Upon his return from the Bagh, Reginald Dyer reported his complete victory when “confronted by a revolutionary army.” He was immediately congratulated by Sir Michael O’Dwyer in an official telegram, which read:
Your action is correct. Lieutenant Governor approves.
Martial law was clamped down on Amritsar. Reginald Dyer closed off the stretch of the lane where Miss Sherwood had been assaulted, forcing Indians on that stretch to crawl on all fours, heads hung low. On the scaffold he erected at the bottom of that lane, six local youths were whipped. There had been no trials.

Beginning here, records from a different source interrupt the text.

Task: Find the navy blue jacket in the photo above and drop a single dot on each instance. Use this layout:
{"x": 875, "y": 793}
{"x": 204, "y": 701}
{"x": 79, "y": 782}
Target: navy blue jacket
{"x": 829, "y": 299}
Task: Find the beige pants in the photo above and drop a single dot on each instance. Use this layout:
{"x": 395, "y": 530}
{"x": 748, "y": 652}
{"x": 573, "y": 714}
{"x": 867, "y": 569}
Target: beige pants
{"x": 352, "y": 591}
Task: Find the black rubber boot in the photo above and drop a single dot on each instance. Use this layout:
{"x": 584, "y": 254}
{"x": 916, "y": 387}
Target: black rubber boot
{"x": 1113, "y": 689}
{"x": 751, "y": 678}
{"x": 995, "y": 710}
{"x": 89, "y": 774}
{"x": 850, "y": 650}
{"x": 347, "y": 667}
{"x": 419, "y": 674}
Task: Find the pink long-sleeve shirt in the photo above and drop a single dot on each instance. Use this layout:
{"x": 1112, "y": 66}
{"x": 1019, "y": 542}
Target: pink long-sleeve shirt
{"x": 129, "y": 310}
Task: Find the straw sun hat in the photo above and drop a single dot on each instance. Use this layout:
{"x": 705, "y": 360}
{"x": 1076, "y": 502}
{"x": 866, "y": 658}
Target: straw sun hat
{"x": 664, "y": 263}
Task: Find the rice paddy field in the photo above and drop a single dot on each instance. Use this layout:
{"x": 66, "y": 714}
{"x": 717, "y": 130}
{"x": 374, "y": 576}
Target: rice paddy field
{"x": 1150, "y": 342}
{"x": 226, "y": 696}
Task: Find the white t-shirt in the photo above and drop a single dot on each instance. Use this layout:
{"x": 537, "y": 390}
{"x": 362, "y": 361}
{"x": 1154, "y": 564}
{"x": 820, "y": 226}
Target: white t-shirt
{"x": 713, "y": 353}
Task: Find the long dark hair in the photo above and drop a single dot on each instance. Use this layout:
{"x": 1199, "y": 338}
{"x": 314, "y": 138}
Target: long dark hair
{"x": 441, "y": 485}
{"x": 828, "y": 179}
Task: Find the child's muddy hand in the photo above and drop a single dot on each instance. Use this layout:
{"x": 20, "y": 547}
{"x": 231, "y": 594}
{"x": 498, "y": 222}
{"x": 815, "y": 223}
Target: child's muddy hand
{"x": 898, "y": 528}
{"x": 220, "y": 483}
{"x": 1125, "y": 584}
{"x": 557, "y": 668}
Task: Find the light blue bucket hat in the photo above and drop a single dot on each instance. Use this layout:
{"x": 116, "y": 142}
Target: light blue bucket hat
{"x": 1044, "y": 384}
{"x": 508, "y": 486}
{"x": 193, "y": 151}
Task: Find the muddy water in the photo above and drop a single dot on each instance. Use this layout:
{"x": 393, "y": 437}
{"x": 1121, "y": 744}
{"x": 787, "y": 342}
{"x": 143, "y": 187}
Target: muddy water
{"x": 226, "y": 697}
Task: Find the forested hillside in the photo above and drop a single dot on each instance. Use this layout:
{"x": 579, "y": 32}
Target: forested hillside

“Reginald Dyer was born to rich Irish parents, local brewers in India,” my father told me what he had garnered from the papers. “He was raised in the lovely hill resort of Murree and their opulent bungalow in Simla, but soon packed off to a school in Ireland. He squeaked into Sandhurst, the great military academy, after which he was sent to control the obstinate Irish in Belfast.”
“And O’Dwyer?”
“O’Dwyer is Irish-born, from County Tipperary. His family gathered their resources and sent him to Oxford. Failing to find a good job in England, he took colonial service in India. He spoke ceaselessly of Oxford to any who would listen, but was shunted off to provincial Punjab, far from the Delhi galaxy around the Viceroy. Well, now he is being invited to the right tables and clubs—once and for all beyond Tipperary. Dyer and O’Dwyer,” agonized my father over his tea, burdened by his own Irishness, as if distant members of the family had been found to be murderers, “how could they?”
“Tegart would have stopped them if he got there in time,” I commented.
“Son, did you not see that Tegart is a similar bird of a different shade? Well, I pray you never have to,” he sounded somber. I did not agree.
• • •
A
FTER WHAT IT
called the “incident” at Jallianwala, the
Morning Post
had started a public subscription as a reward for Reginald Dyer: They raised the mighty sum of 26,000 pounds sterling, publishing the names of prominent donors, among them Rudyard Kipling, who made a generous and exemplary contribution.
“Oh, but I love his story of Kim! Remember, you bought me that book?”
The two men were scrambling to the zenith of the colonial social ladder. O’Dwyer promptly favoured the world by publishing
India As I Know It.
The book sold extremely well. He was now being invited to all the right dinners. His protégé Dyer solicited local English language newspapers to write for them.
I had told my friends what I had witnessed in Punjab, but Tony’s dad, Tom Hart’s uncle Georgie, even Tony himself, were reluctant to talk. Our Anglo-Indian community had always held the Army above reproach; they changed the topic. Besides, the House of Lords had formally congratulated Reginald Dyer, so there.